YAML declaration (inside an aggregations block):

silver_to_gold:
  projects:
    - name: analytics
      aggregations:
        - source_file: order_lines_enriched.parquet
          pre_agg_udf:
            file: projects/my_project/udf/gold/metrics.py
            function: add_metrics
            args:
              include_region: true
          group_by: [order_month, category]
          metrics:
            - {column: line_revenue, agg: sum, alias: monthly_revenue}
          output_file: revenue_by_month_category.parquet

Key points:

  • Receives the full source DataFrame plus silver_dir (in case it needs to join additional tables)
  • Runs before the group_by aggregation — any column added here can be used as a group key or metric
  • If the UDF adds a column used in group_by, it must do so before returning
  • args: from YAML are passed as keyword arguments

Example:

# projects/my_project/udf/gold/metrics.py
import polars as pl
from openmedallion.storage import read_parquet, join, exists

def add_metrics(df: pl.DataFrame, silver_dir, include_region: bool = False) -> pl.DataFrame:
    # Derive temporal group key
    df = df.with_columns(
        pl.col("order_date").str.slice(0, 7).alias("order_month")
    )

    # Optionally join region data
    if include_region:
        region_path = join(silver_dir, "regions.parquet")
        if exists(region_path):
            regions = read_parquet(region_path)
            df = df.join(regions.select(["customer_id", "region"]),
                         on="customer_id", how="left")

    return df


Choosing the Right UDF Type

flowchart TD
    Q1{"Do you need to read\nfrom the filesystem?"}
    Q2{"Does the output depend\non multiple silver tables?"}
    Q3{"Does it run before\na group_by aggregation?"}

    A1["Silver base-table UDF\n(df, **kwargs) → df"]
    A2["Silver derived-table UDF\n(silver_dir, **kwargs) → df"]
    A3["Gold pre-agg UDF\n(df, silver_dir, **kwargs) → df"]

    Q1 -->|No| A1
    Q1 -->|Yes| Q2
    Q2 -->|Yes – builds a new table| A2
    Q2 -->|No – enriches before agg| Q3
    Q3 -->|Yes| A3

UDF Loading and Caching

All UDFs are loaded dynamically at runtime via load_udf(). The file is imported once per pipeline run and cached by resolved path — repeated calls for the same file do not re-import the module.
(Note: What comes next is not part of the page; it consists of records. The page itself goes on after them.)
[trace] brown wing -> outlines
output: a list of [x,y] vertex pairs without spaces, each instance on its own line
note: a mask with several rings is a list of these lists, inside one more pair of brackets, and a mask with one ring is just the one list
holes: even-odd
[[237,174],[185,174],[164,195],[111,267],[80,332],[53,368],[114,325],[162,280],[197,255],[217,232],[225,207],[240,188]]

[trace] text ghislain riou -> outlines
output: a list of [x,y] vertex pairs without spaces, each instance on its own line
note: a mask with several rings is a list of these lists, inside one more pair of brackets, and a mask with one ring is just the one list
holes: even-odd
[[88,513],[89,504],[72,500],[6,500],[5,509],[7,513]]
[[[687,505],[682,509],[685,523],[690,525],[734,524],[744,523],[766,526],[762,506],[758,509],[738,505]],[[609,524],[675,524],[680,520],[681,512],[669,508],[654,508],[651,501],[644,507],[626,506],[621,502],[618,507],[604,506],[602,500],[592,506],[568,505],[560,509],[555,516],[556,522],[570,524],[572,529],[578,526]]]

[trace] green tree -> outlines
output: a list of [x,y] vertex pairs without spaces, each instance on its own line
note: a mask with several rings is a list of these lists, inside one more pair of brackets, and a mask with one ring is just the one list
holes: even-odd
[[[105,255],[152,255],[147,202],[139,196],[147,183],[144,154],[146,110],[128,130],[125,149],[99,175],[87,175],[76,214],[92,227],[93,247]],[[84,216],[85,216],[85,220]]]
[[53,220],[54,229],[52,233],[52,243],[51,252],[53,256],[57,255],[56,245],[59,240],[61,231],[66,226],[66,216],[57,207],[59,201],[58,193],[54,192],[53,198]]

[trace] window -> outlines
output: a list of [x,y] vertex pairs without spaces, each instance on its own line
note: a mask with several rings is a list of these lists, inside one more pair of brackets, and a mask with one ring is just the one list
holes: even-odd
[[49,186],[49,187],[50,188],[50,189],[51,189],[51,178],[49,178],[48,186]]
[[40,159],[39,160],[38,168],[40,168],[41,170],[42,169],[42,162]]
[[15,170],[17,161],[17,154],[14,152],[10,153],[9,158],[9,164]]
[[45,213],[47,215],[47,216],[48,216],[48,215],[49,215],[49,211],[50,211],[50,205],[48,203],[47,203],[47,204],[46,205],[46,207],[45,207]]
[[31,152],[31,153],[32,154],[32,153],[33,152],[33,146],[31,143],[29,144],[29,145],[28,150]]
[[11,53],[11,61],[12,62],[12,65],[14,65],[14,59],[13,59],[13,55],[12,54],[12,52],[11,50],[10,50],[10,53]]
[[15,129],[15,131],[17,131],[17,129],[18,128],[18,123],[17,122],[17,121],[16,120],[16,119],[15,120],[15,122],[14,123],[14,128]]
from openmedallion.contracts.udf import load_udf, check_return

fn, kwargs = load_udf(step, cache=self._udf_cache, layer="silver")
result = fn(df, **kwargs)
check_return(result, step["function"], step["file"], layer="silver")

If the UDF file does not exist, FileNotFoundError is raised with the path and a hint that it is relative to the project root. If the function name is not found in the module, AttributeError lists the available names in the file.


Common Mistakes

Using pl.read_parquet directly in a derived UDF

# WRONG — breaks on S3 paths
df = pl.read_parquet(Path(silver_dir) / "orders.parquet")
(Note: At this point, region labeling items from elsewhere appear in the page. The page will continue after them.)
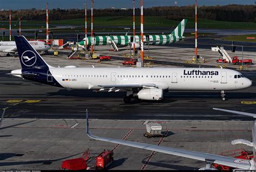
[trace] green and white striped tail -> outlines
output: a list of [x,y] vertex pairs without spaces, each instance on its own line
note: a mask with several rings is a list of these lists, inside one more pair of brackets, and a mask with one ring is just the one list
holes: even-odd
[[[164,45],[170,43],[174,43],[182,39],[184,32],[185,27],[187,24],[187,19],[184,19],[179,24],[178,26],[174,29],[172,33],[169,35],[150,35],[149,40],[146,39],[146,36],[144,36],[143,40],[145,44],[149,43],[150,45]],[[131,45],[131,36],[96,36],[94,40],[92,40],[91,37],[87,38],[87,45],[91,46],[92,42],[96,45],[110,45],[113,42],[118,46],[126,46]],[[140,41],[140,36],[135,36],[134,39],[136,44],[139,44]],[[81,46],[84,46],[85,38],[79,43]],[[139,47],[139,46],[138,46]]]
[[187,24],[187,19],[184,19],[182,20],[178,26],[175,28],[174,30],[172,31],[171,35],[172,36],[173,40],[172,43],[174,43],[182,39],[183,37],[183,33],[184,33],[185,27]]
# CORRECT — works locally and on S3
from openmedallion.storage import read_parquet, join
df = read_parquet(join(silver_dir, "orders.parquet"))
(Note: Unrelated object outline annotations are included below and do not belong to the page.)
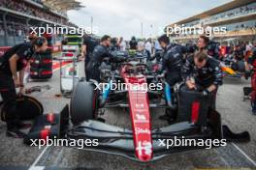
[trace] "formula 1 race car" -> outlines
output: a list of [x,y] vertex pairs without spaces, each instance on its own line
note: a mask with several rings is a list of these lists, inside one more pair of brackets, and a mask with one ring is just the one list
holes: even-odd
[[[76,86],[70,103],[73,127],[67,130],[66,138],[98,139],[97,147],[84,146],[84,149],[143,162],[206,148],[170,145],[171,139],[250,140],[247,131],[235,134],[222,126],[220,114],[210,107],[212,98],[203,98],[200,92],[188,90],[182,84],[170,87],[163,73],[159,73],[159,67],[148,68],[141,62],[144,56],[118,55],[120,60],[112,63],[110,70],[101,70],[102,82],[81,79]],[[125,84],[125,88],[113,88],[116,83]],[[127,108],[132,129],[98,120],[108,107]],[[167,127],[152,129],[150,108],[175,110],[177,119]]]

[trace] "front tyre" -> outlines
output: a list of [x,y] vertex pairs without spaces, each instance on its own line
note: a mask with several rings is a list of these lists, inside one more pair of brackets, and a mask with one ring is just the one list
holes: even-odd
[[74,125],[97,118],[98,91],[92,82],[80,80],[72,94],[70,116]]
Returning something other than a DataFrame

# WRONG — raises TypeError immediately
def my_udf(df, **kwargs):
    return df.to_pandas()   # pd.DataFrame, not pl.DataFrame

# CORRECT
def my_udf(df, **kwargs):
    return df.with_columns(...)

Putting group keys in a base-table UDF

If you need order_month as a group_by key in gold, add it in the gold pre-agg UDF, not in the silver base-table UDF. Adding it in silver works but couples silver schema to gold's aggregation needs.